There are examples made from stainless steel, chrome over brass, and nylon.

There are also "living hinge" plastic hinges that would be waterproof (for the hinge only):

I think I would use the living hinge.

[Image: Flex_Fold2_Hinge-xl.jpg]
No animals were injured or killed in the production of this post.
Why not just mount the final pentagon with a cutout and door mounted into it? You could make the door any shape you like, and it could fit to a flat face.
Thanks for the quick replies. 

John Clifford: Sorry, I have a strong bias against icosahedrons, but I hope it doesn't show.

DaveR1: I had planned on opening it on the left side pretty much like a regular cabinet door, though the bottom is an interesting idea. I agree that flashing on top is essential. If you look closely at the picture you can see part of one of the shelf supports attached inside. (See pic below for shelf set in place.) By the way how did you make the picture of the dodecahedron? My SketchUp skills were not up to the challenge, so the design work was done by hand with a lot of math. And the mistakes were legion!

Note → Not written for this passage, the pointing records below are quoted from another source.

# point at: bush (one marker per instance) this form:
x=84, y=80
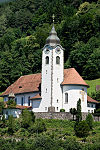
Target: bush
x=73, y=111
x=22, y=133
x=27, y=118
x=62, y=110
x=11, y=103
x=10, y=125
x=3, y=131
x=81, y=129
x=89, y=120
x=38, y=127
x=17, y=124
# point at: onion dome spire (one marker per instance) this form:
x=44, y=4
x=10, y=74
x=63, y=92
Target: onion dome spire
x=53, y=39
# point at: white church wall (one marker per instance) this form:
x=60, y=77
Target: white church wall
x=91, y=107
x=73, y=96
x=25, y=97
x=58, y=71
x=46, y=81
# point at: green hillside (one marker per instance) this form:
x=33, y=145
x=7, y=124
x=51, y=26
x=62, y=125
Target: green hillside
x=92, y=84
x=77, y=25
x=1, y=99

Cooler: I like the living hinge idea. It would also help to seal the hinge side of the door from blowing rain. Do you know how best to attach it? Epoxy, screws?

Alan S: I am sort of stuck now with the pentagonal door. Mainly because it is sized to fit large children's books. Though I wish I had thought of that during the design stage.


Making Chips
The easiest way seems to me to hinge from the shelf, or an inch above the shelf and lower the lid like a rural mailbox does.  If it is about an inch higher than the shelf it reduces the likelihood that some of the books will accidentally  fall out when someone opens it.

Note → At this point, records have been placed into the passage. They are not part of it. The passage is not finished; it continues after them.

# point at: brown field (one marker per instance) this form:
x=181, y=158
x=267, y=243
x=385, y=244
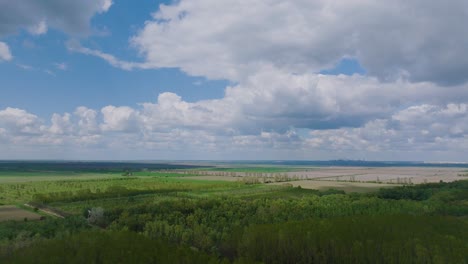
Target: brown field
x=401, y=175
x=359, y=187
x=8, y=212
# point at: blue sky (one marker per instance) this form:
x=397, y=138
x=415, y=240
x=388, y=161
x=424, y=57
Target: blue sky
x=202, y=79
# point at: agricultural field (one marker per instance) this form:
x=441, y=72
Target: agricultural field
x=210, y=215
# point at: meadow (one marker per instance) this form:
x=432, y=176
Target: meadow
x=213, y=214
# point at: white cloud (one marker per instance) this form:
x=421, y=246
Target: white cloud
x=419, y=40
x=124, y=119
x=5, y=54
x=61, y=66
x=38, y=29
x=75, y=46
x=166, y=128
x=72, y=17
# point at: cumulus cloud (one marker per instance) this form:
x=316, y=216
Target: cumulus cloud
x=5, y=54
x=70, y=16
x=416, y=40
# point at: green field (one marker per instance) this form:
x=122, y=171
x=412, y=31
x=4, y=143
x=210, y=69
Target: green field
x=210, y=219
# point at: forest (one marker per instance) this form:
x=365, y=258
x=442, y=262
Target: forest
x=163, y=218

The shape, though very interesting, almost invites water to flow into the interior.  

Maybe this becomes a child's toy storage box and something simpler is made for the books.
No animals were injured or killed in the production of this post.

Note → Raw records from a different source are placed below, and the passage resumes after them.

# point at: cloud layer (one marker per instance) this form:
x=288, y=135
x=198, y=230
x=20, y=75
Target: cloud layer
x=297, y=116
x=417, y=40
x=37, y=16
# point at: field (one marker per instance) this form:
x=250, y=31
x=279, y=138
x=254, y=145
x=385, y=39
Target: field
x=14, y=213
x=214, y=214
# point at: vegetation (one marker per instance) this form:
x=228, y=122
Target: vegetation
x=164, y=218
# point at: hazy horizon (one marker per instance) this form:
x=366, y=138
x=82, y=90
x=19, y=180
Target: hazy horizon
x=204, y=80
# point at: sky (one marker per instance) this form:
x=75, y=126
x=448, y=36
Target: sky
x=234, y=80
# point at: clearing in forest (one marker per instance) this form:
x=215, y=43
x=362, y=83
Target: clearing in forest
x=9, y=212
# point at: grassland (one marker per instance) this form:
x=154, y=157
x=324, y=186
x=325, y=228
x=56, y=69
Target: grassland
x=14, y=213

You could use a pentagon the size of the others.  Cut off the lower edge at the height of the shelf and fasten it to the main body.  I can't tell if the shelf is inset, but if this strip could be fastened to the shelf it would support the shelf and strengthen the whole works.  Hinge the remainder to the fixed bottom piece.  Maybe some sort of flange on the top two sides to direct rain away from the door openings like the eves of a roof.  Some sort of latch, I'm thinking magnetic, and a chain so the door can't open beyond 90° and will act as a shelf for people using the library.  I hope my description is clear.  Looks like a fun project.

Maybe make two pentagonal doors that can close one over the other, with waterproof "living hinges", one on each of the two top sides. This way one door hanging down will help to keep the other closed against a weatherstripped edge, no top edges are open, and the doors could be propped open for access by resting the doors against one another. A magnet at the bottom could serve as a latch to both hold the doors together, tight to the box. You would just want to make sure the inner door was closed before the outer one, which could be done by connecting their bottom edges with a cord.